By banjo, he means the four-string banjo. There is also a school of five-string banjo aficionados. The difference between the instruments is, of course, more than the superfluous (or, as the five-stringers would have it, the sine qua non) string.

"There's an old definition," says Wachter, who then switches to a broad Appalachian accent: "Five-strang yew got fangers; four-strang yew got notes."

The banjo was invented by African slaves in the antebellum South. Essentially the frame of a shallow drum with calfskin stretched across it, it had a fretless neck (it acquired frets around 1860) and five gut strings. It was played with bare fingers.

At the turn of the century, when its sound became distinctive to ragtime, someone thought of stringing the banjo with piano wire to make it more audible. But piano wire is far too tough for fingers, so banjoists acquired picks.

Here's where the family tree branches. The five-string banjo is played with finger picks, like false nails made of tortoise-shell. When the four-string banjo dropped the fifth string, which is a drone played with the right-hand thumb, the player could use the now-free thumb for leverage on a flat pickabout the width of a pocket comb.

A good player can make the flat pick as articulate as finger-picks, says Wachter, who can produce 15 notes a second, fast enough to play whirlwind pieces like Paganini's "Moto Perpetuo," a virtuoso violin work that he'll perform on Saturday's concert.

The real difference is not in what can be played with the two techniques, nor even in the slightly different tunings of the four- and five-string banjo, but in the kind of sound that emerges.

Though the banjo (however many strings) is now strung with stainless steel, the crisp strumming technique of finger picks makes the instrument ideal for the broken-chord harmonies of bluegrass.

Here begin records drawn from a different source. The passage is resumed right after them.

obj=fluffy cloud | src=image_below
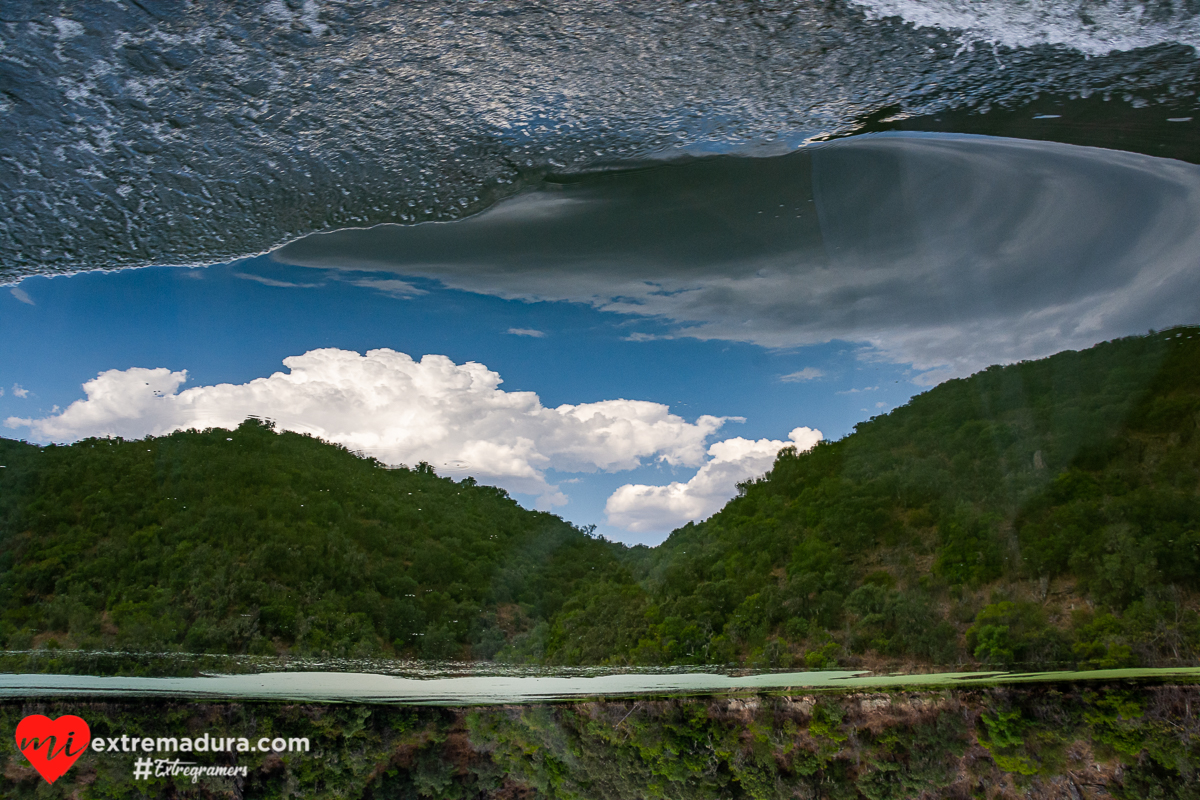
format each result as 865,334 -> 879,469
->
605,428 -> 822,534
274,136 -> 1200,384
779,367 -> 824,384
7,348 -> 727,507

The high-water mark of the five-string banjo was probably "Dueling Banjos" from the film "Deliverance," which fixed its twang and brilliance in our ears.

The four-string banjo, with its softer sound, disappeared during the Swing Era: "not a happy time for the banjo," says Wachter. And it has never been as popular again as its more audible cousin.

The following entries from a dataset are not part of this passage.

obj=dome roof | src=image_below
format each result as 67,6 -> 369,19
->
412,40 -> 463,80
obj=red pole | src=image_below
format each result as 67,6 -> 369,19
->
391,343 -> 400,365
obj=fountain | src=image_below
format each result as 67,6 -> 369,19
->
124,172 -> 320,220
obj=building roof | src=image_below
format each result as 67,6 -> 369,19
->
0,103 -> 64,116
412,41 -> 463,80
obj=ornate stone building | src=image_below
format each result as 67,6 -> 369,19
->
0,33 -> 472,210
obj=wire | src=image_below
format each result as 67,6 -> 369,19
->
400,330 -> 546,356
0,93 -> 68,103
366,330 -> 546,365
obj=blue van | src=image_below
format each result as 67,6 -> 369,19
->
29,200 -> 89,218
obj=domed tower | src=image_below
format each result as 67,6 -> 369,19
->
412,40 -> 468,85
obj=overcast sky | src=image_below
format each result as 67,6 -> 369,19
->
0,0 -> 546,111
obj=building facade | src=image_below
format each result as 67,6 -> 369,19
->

But Wachter, 45, is a four-string banjo champion of many years' standing.

"There are some guys who play the five-string really well, and it has lovely, lilting, haunting notes," he says. "But I'm not as moved by it. Using one pick you get a more dynamic sound, more fire and power. To me, it's a lot more versatile and challenging."

A native Baltimorean, Wachter studied mandolin, guitar and banjo with Conrad Geblein, a Johns Hopkins professor who directed both the Baltimore Mandolin Orchestra and the Hopkins Banjo Club.

In 1968, when he was 15, Wachter auditioned for Fred Waring and His Pennsylvanians when the famous glee club played in Baltimore. Thanks to a special early graduation worked out with Overlea High School, he was able to join the Pennsylvanians for a two-year tour.

Since then, with a repertory that mixes classical and jazz works, he has played with pops orchestras under such conductors as Arthur Fiedler and Erich Kunzel; and with jazz greats such as Max Morath and Count Basie's All-Stars. He's even "dueled" with Bela Fleck, who is to the five-string banjo what Wachter is to the four-string.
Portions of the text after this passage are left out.